Сегодня педагогический совет, завтра отдохну, там, положим, уроки… Но потом, о, потом уже без промедления в Москву. Маша, а Федор Ильич как же? Ирина, ты же говорила: школа, труд. Да, конечно, все это помехи. Это надо как-нибудь устроить. Но как же нам и быть-то? Ведь если не Москва, так для чего же и жить, поймите, жить-то чем же?
Жизнь задела всех трех сестер своим черным крылом. В начале драмы это была еще свободная группа. Каждая из трех сестер и хотела и могла, как ей казалось, жить по-своему… Каждая вглядывалась в горизонт, искала своей точки, которая пойдет только к ней или позовет только ее…
В конце драмы сестры жмутся друг к другу, как овцы, застигнутые непогодой… Как ветлы в поле, когда ветер шумно собьет и скосматит их бледную листву в один общий трепет.
У каждой стало в душе не то что меньше силы, а как-то меньше доверия к себе, меньше возможности жить одной. И это их еще более сблизило. Стало точно не три единицы, а лишь три трети трех.
Лирик, а не драматург смотрит на нас из-за последней группы трех сестер.

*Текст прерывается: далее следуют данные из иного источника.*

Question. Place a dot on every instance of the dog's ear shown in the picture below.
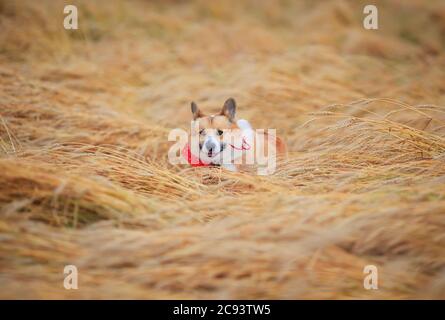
(229, 109)
(196, 112)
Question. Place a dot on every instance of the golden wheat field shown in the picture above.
(85, 179)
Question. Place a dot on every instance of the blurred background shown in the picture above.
(84, 176)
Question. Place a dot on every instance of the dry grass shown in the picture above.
(84, 176)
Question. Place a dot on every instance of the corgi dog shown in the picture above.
(224, 141)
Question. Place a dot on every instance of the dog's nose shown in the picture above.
(210, 145)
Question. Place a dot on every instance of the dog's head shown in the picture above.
(211, 129)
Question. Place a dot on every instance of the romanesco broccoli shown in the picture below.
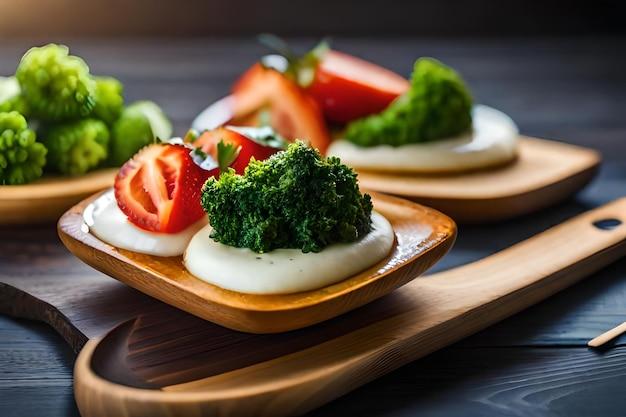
(109, 99)
(293, 199)
(140, 124)
(11, 97)
(57, 86)
(22, 158)
(436, 106)
(76, 147)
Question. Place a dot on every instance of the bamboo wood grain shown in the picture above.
(422, 236)
(424, 315)
(45, 200)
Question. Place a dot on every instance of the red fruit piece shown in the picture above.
(292, 113)
(245, 147)
(348, 88)
(159, 188)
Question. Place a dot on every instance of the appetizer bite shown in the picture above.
(294, 222)
(154, 207)
(373, 118)
(290, 221)
(76, 122)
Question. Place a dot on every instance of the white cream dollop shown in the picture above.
(280, 271)
(283, 271)
(493, 140)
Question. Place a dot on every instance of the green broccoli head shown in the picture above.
(109, 99)
(22, 158)
(140, 124)
(294, 199)
(76, 147)
(437, 106)
(11, 97)
(57, 86)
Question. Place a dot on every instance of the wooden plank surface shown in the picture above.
(563, 89)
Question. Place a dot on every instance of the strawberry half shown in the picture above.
(239, 145)
(264, 95)
(344, 86)
(159, 188)
(348, 88)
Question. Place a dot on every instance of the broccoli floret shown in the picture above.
(76, 147)
(109, 99)
(437, 106)
(294, 199)
(11, 97)
(22, 158)
(140, 124)
(57, 86)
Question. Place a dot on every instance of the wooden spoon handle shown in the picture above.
(427, 314)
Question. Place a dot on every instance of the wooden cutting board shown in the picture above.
(139, 356)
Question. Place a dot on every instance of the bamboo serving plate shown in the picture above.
(46, 199)
(422, 236)
(544, 173)
(175, 364)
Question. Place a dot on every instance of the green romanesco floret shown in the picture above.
(76, 147)
(294, 199)
(22, 158)
(11, 98)
(57, 86)
(437, 106)
(140, 124)
(109, 99)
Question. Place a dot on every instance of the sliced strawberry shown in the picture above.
(265, 92)
(159, 188)
(240, 145)
(348, 88)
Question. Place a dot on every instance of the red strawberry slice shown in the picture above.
(159, 188)
(265, 92)
(238, 148)
(348, 88)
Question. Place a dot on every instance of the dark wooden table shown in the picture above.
(535, 363)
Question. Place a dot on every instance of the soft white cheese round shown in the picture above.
(493, 140)
(283, 271)
(109, 224)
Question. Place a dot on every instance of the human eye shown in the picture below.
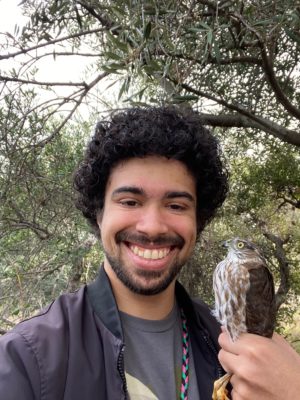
(129, 203)
(177, 207)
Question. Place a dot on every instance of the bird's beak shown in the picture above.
(225, 244)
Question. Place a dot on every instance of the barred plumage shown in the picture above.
(244, 296)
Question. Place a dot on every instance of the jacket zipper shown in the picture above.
(120, 366)
(212, 347)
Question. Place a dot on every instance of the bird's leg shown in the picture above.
(220, 392)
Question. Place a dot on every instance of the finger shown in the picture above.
(226, 343)
(228, 361)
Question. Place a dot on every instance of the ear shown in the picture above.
(99, 218)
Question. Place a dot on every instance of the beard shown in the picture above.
(155, 281)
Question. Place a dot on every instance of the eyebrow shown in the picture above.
(139, 191)
(176, 194)
(128, 189)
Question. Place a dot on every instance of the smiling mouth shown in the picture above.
(150, 254)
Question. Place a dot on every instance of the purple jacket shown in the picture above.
(74, 349)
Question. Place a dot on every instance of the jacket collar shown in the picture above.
(104, 304)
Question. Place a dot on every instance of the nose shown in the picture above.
(152, 222)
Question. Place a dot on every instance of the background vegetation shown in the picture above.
(236, 62)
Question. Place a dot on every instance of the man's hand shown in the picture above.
(262, 368)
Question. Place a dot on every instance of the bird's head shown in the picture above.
(245, 251)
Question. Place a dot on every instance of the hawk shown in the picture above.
(244, 297)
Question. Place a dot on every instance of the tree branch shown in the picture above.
(289, 136)
(269, 70)
(34, 82)
(284, 270)
(240, 121)
(78, 101)
(50, 42)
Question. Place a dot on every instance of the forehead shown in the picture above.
(152, 173)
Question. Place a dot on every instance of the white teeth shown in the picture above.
(153, 254)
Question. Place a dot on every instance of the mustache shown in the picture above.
(160, 240)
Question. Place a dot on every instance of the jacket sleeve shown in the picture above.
(19, 372)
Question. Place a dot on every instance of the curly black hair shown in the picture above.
(161, 131)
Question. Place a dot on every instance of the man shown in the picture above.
(151, 180)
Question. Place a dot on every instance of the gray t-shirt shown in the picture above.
(153, 358)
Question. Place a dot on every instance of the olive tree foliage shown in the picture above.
(237, 59)
(236, 62)
(45, 248)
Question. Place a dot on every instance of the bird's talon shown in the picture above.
(220, 392)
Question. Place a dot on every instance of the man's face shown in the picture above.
(148, 223)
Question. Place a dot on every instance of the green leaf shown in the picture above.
(147, 30)
(204, 25)
(120, 45)
(183, 99)
(217, 53)
(112, 56)
(292, 35)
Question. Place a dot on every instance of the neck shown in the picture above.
(154, 307)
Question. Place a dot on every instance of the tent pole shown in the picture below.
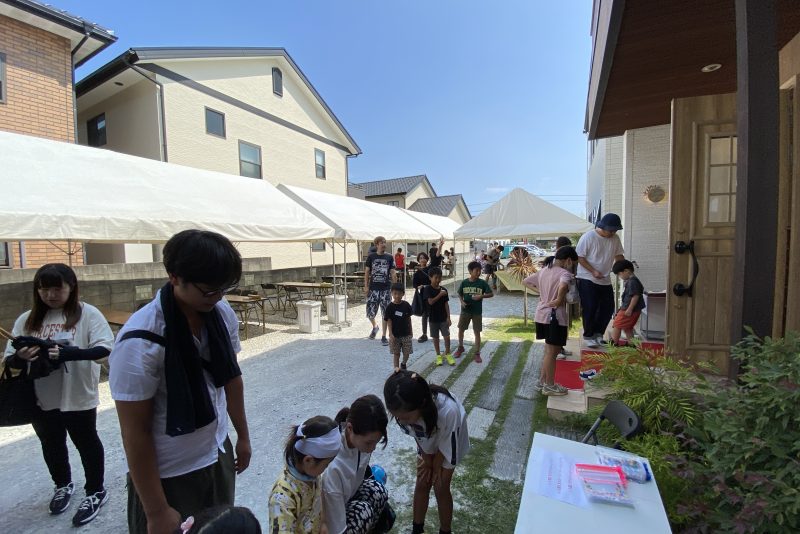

Точно чья-то душа стоит перед загадкой… Перед Москвой… Точно эта душа только что почувствовала, что заря в окнах закатная и повторяет как в бреду: «Если бы знать… если бы знать». Кто это говорит? Ольга, Чехов или мы говорим? Черт возьми, в фонографе положительно мой голос или чей-то, во всяком случае, ужасно знакомый. Это не сестры. Это мы вопрошаем и ждем, что наша обетованная земля придет за нами сама. Так мы в это твердо все время верили, и вдруг на минуту, на терцию, но нам стало очевидно, что земля-то не идет и что мы должны идти, а как должны – этого уж мы решительно не понимаем, потому что в книжках нигде об этом ничего не написано и потому что для этого, видите ли, надо носить егеровскую фуфайку[9] и учиться плавать. Да не может же этого быть! Мы столько читали, мы так любили, так желали. И вдруг выходит, что нужно совсем не то, а какие-то лыжи или фуфайки.